Official selection at In Short Film Festival and the London Independent Film Festival for our first scene of Home Movies for which we raised £4,000, a project which now boasts a fully-developed on line pilot episode;

Two drafts of a film adaptation of Fiona Leonard’s novel The Chicken Thief (published by Penguin South Africa)

First completed draft of Constance Over The Hill, the novel that began as part of MYPC on line.

In all of these creations and achievements we have been supported by our Board of Directors – a high-octane collection of passionate, endlessly enthusiastic and inventive businessmen and women who loved us and our mission to promote women over 35 in all media. The projects live on and the Board, wonderfully, will keep an open door for me and my questions (do I enter this option agreement? can I expand my USP? where is the best place for croissants aux amandes on the South Bank?).

And -  in spite of how my throat clenches and my face tightens into deeply unappealing twitches at the thought of saying goodbye to Chris and our company - I know her going is a blessing. She is forcing me out of the nest.
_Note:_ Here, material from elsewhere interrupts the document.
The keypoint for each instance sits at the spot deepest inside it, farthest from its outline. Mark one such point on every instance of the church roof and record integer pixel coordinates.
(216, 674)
Already, I am finding the confidence and vision that comes from having to stand alone on the new heights to which she introduced me (we have pitched at all the highest levels of television, theatre and on-line production in this city, because of her).  I am becoming the next version of myself as an artist, borne of these four delightful, hilarious, wildly energetic years of us working together.

During our last routine meeting, ensconced in her comfortable and well-loved sofa in the living room that has passed for our office since 2010, I asked Chris what the company had meant to her.

She tilted Tick Tock tea down her throat and thought about it.

‘I discovered work can be fun.’ She looked over the generous green of the high trees in the park below, her voice deepening in a way I recognised as meaning I’m-about-to-say-something-like-totally-awesome. ‘You don’t have to check your soul at the door. If you do that, you’re ripping yourself off, because this –  (spreading her hands out) - this is it.’

And she’s right. Isn’t she right? Isn’t this it? Meaning time is what you’ve got and fuck, make the most of it.

‘I got to be on a shoot. Nothing is more fun than that. And so many people said “yes”’.

Which is also true.  Chris and I were consistently moved, awed and gleeful at the number of people who met and worked with us – from supporters, directors and musicians to producers, publicists and performers. We met some of the most talented and appealing good old people in this good old town. ‘If you’re in a happy world,’ she said, ‘you attract wonderful people.’

More tea and gazing. The sofa sagged, quietly, beneath us (I’m thrilled it will live on in Australia and remind them how often I contributed To That Sag). She looked at me and I could see her examining old mental files, comparing then and now – the time of our deciding to launch the company because it was just too much fun not to. Her leaping out of full-time paid work into full-time freelance life. The most risk, the most glory.

She pulled back the final curtain on her past. Laid it bare.

‘I was sleep-walking through life,’ she said.

(See why I love her?  Which of us has the courage to admit we’re sleep-walking? Then the greater courage to wake up?)

‘And now I’m not. I’m taking all this with me.’

It was a good last meeting, if sad – we finished bits of admin, prepared to close the bank account – and went out for a celebratory chai tea. And if I’m struggling now, as I write this, feeling that lumpy-throat sensation and the hugely oh-so-attractive face-twitching -  it is because as always, in her quiet, consistent, perspicacious way Chris put her finger on the most important fact of what these four years have been about. What, hand on heart, life is about.

 ‘It’s okay to be afraid. As long as it’s exciting, too.’

It’s been wildly exciting. And because of her and Mofardin Young Production Company and everyone who has joined us on the journey, I’m less afraid.

And that’s good news.

Final Board Meeting and Farewell Lunch for the Mofardin Young Production Company Board of Directors, from back left: Richard Baudin (Chair); Julian Eardley (Secretary); Stephanie Young Alison O'Neill (Treasurer); Chris Mofardin, Jenny McCarthy; Della Hirons and our best production yet, Joshua.